“The river has overflowed all around us,” church pastor Louis St. Germain said. “It’s terrible… a total disaster.”
St. Germain, who spoke to CNN on the phone from Les Cayes, Haiti, said the storm sheared a wall off of his house and tore roofs off many buildings in the area.
The “extremely dangerous” storm has already killed at least three people, caused cruise ships to change course and prompted officials to declare states of emergency.
And authorities have warned that the death toll could climb.
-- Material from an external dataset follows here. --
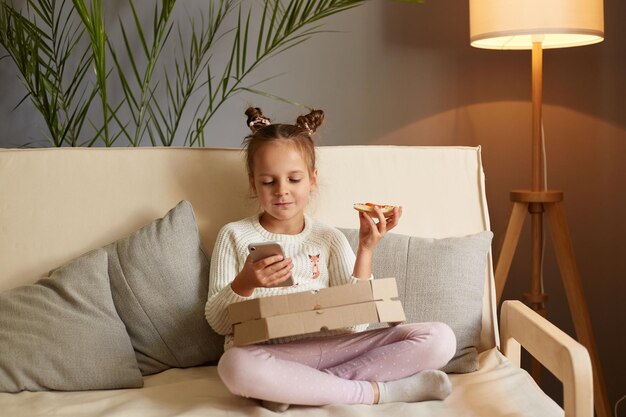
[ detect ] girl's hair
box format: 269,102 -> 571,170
243,107 -> 324,178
“We’ve already seen deaths. People who were out at sea. There are people who are missing. They are people who didn’t respect the alerts. They’ve lost their lives,” Interim Haitian President Jocelerme Privert said at a news conference.
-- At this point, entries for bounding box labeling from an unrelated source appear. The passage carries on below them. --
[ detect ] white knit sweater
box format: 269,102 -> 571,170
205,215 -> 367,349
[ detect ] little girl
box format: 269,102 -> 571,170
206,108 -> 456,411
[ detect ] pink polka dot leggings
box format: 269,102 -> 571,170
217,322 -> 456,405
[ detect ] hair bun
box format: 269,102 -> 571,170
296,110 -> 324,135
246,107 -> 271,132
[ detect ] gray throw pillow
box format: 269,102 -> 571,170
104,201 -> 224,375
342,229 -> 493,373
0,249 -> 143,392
The Category 4 hurricane made landfall near Les Anglais, Haiti, around 7 a.m. ET, according to the National Hurricane Center. By 2 p.m., it was back at sea, churning north toward Cuba.
Forecasters say the storm, which is located about 100kms east-southeast of Guantanamo, Cuba, and moving at about 16km/h – a little faster than yesterday – and is expected to hit eastern Cuba later this morning NZT.
A threat remains in Haiti even though the eye of the storm has passed. Ferocious rain and wind were already thrashing the Caribbean nation before the storm made landfall. And forecasters said Tuesday that life-threatening flash floods and mudslides were likely.
Up to 1000mm (1 metre) of rain could be dumped on the impoverished nation, which is still recovering from a devastating earthquake that struck six years ago and a cholera outbreak after that.